The Future is Now: The Potential of Combining Machine Learning and Condition Monitoring

No matter where you search for the terms condition monitoring or machine learning, search engines find more than 1 billion hits. That is hardly surprising, as in times of digitalization, Industry 4.0 and IoT, they are a central part of networking, data collection and processing. Their relevance has increased enormously in companies in recent years — there is no doubt that these buzzwords are on everyone's lips. With a practical test as part of his diploma thesis, Christoph Wilding took a close look at what condition monitoring of machines, systems and devices can do and where machine learning starts to automatically derive patterns and relationships from data. In the interview, graduate engineer Christoph Wilding and data scientist Maik Pertermann answered the most important questions and pinned down the buzzwords based on their complexity using the simple, everyday example of a washing machine.

What does condition monitoring do and where can it be used?

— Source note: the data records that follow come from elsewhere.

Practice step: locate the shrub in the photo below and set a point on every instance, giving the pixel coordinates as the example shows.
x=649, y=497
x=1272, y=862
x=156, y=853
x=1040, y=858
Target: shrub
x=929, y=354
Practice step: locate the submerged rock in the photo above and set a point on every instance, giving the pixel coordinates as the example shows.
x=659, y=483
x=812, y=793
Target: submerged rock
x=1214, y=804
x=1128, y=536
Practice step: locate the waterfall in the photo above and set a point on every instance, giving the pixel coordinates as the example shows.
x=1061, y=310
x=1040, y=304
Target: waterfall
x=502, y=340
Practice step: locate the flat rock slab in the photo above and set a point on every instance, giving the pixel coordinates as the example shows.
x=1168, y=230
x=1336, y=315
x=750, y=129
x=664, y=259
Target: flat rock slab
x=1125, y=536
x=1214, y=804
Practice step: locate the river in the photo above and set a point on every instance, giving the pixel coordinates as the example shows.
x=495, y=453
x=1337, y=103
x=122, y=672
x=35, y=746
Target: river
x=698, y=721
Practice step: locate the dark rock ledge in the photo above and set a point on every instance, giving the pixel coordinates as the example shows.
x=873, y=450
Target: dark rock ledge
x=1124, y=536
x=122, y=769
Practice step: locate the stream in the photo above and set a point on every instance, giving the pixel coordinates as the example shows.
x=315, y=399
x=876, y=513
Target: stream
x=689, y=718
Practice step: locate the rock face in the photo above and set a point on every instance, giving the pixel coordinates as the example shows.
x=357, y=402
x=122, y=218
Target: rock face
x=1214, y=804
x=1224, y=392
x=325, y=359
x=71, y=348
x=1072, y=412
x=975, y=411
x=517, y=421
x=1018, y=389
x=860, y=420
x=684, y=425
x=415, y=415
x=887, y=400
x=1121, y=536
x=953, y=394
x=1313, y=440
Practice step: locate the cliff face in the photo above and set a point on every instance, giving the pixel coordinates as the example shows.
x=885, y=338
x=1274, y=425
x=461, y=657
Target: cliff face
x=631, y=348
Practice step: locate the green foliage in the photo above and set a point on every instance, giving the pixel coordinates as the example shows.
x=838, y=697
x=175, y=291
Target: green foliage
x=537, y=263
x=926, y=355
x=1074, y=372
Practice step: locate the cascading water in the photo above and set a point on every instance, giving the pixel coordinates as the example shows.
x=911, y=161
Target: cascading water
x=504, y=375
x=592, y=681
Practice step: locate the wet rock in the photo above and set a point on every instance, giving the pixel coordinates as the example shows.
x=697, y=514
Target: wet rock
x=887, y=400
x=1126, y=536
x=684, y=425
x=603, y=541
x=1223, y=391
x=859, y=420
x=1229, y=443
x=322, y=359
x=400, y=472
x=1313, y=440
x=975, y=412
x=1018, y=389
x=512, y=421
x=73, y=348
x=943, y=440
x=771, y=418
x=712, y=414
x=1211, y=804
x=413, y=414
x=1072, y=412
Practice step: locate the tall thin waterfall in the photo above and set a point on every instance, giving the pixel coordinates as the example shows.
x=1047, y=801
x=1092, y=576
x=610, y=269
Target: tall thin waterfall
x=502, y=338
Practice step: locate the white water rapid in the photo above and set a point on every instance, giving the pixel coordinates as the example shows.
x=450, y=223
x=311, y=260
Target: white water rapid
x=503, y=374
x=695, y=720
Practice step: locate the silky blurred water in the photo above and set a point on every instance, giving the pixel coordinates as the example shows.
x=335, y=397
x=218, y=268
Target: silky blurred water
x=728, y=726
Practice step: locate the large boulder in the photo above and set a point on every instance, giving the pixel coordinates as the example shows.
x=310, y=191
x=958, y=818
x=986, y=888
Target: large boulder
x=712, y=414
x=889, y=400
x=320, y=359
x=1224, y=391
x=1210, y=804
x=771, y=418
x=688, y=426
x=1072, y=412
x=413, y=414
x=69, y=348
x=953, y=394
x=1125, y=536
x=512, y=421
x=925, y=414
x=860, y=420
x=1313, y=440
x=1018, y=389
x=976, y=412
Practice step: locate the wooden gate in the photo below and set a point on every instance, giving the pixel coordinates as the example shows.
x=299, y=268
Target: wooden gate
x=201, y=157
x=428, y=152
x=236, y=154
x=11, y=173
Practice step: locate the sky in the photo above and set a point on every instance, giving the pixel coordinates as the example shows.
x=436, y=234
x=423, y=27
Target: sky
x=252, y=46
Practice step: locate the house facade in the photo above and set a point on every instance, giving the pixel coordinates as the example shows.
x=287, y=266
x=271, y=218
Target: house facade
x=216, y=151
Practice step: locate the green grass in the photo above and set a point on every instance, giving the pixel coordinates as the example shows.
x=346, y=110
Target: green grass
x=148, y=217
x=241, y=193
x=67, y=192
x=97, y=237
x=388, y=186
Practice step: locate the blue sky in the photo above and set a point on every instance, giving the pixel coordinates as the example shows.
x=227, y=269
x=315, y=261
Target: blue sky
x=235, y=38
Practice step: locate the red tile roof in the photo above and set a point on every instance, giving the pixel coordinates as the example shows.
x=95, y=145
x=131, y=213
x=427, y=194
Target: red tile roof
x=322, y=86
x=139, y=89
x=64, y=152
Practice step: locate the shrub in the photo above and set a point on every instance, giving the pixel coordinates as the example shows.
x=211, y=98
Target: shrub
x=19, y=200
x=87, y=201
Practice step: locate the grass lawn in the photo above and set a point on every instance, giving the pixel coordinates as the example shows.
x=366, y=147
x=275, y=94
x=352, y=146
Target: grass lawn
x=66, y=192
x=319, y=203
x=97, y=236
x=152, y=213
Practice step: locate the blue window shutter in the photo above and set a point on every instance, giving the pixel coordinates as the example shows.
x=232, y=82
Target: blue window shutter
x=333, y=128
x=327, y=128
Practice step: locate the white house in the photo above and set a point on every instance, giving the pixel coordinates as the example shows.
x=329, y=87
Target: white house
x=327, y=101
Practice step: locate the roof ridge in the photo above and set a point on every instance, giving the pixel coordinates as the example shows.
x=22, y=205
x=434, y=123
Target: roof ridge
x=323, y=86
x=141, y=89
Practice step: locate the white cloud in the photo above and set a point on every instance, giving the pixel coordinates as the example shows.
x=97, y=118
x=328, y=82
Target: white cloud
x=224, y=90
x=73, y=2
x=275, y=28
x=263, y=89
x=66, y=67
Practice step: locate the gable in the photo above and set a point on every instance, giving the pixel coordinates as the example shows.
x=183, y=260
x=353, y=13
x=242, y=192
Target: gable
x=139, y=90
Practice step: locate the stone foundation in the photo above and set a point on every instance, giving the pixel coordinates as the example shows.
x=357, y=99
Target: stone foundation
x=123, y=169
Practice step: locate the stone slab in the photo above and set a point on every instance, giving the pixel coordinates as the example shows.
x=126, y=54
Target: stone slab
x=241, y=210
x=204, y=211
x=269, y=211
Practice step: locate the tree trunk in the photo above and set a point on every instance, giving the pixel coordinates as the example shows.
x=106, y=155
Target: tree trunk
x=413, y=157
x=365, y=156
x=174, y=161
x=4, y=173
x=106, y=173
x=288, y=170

Christoph Wilding: Condition monitoring of machines, systems and devices is particularly useful for understanding the status of machines over the course of time and to ensure that they run optimally and efficiently. The status assessment is always a snapshot that is evaluated as a trend over time and therefore makes performance changes visible. This in turn makes it possible to detect the wear and tear of machine parts and to identify the affected components, the components causing the problem, and to initiate process optimizations.

Maik Pertermann: This type of monitoring also has its limits. That is because if the data associated with condition monitoring is recorded only cyclically (e.g. once a week), it is usually not possible to provide a meaningful analysis and in turn a reliable forecast of possible downtime because the data is so limited. The answer is systems that monitor the machine status in real time 24/7, automate the data flow and enable continuous analysis.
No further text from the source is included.